Mariángeles Soto-Díaz


Artist-generated statement, 2015

Most of my work has implicit connections to my native country, Venezuela, where oil production made the promise of modernism more tangible, and its failure more poignant, than elsewhere in Latin America. I ruminate on the future of abstraction while glancing back at Venezuela's collapsed modernist project – its chromatic remains – through the fracturing prism of contemporary conditions. I combine conceptual processes with Latin American and North American traditions of abstraction; I like to think of abstraction both as a language in dire need of hacking, and as a broad practice which includes painting in the expanded field. My material practice is neither settled nor static, working with paint, junk mail, digital media, ink, slides, spices, UPC codes, and Craigslist discards as needed, but my favored material is paradox: the promise and perils of utopian abstraction, political formalisms, universal specificities, and the underlying order of chaos.


Electronically-generated artist statement, 2015 [ via ]

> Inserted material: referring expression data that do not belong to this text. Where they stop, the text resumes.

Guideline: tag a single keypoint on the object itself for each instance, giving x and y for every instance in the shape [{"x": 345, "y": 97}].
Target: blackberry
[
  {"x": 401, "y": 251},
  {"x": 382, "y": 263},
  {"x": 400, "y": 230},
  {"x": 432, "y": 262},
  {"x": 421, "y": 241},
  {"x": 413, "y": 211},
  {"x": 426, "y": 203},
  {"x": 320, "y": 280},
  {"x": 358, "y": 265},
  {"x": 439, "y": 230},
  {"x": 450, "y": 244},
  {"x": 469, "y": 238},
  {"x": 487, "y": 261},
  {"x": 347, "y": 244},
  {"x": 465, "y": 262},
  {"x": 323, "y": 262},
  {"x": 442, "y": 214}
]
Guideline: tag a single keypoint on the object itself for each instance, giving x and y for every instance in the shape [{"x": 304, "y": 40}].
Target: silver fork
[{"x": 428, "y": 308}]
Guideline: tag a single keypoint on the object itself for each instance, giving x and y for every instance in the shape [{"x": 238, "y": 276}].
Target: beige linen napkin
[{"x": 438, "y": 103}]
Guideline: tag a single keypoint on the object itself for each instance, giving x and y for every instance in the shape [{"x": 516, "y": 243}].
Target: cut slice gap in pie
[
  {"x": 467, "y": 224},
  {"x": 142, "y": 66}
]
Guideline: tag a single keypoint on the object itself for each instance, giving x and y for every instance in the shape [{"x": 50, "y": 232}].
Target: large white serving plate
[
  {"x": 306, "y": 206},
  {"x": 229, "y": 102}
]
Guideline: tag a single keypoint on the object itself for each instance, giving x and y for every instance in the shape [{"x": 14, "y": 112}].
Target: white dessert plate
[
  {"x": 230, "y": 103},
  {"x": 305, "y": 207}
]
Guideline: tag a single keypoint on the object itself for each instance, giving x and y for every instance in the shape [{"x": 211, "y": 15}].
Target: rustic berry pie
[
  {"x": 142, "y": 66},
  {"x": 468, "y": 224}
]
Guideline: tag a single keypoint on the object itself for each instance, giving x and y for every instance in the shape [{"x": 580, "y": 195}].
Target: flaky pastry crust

Soto-Diaz is an artist who works in a variety of media. By thinking through abstraction, Soto-Diaz creates oddly surprising works created by means of rules and omissions, acceptance and refusal, luring the viewer round and round in circles.
Her artworks bear strong political references. The possibility or the dream of the annulment of a (historically or socially) fixed identity is a constant focal point. By applying a poetic and often metaphorical language, she wants to amplify the astonishment of the spectator by creating compositions or settings that generate tranquil poetic images that leave traces and balances on the edge of recognition and alienation.
Her works don't reference recognisable form, or maybe they do. The results are deconstructed to the extent that meaning is shifted and possible interpretation becomes multifaceted. With the use of appropriated elements, materials borrowed from a day-to-day context, she uses a visual vocabulary that addresses many different social and political issues. The work amasses time as well as space – a fictional and experiential universe that only emerges bit by bit if you have the patience.
She creates situations in which everyday objects are altered from their natural function. By applying specific combinations and certain manipulations, different functions and/or contexts are created. By merging several seemingly incompatible worlds into a new universe, she presents everyday objects as well as references to texts, painting and architecture. Ridiculous writings and utopian constructivist designs are given new life with trivial objects. Categories are subtly reversed. Her works appear as dreamlike images in which past and future meet, well-known tropes merge, meanings shift. Time and memory always play a key role, but you may not always feel it. Soto-Diaz currently lives and works in Southern CA, where she laughs a lot when she's not working or reading.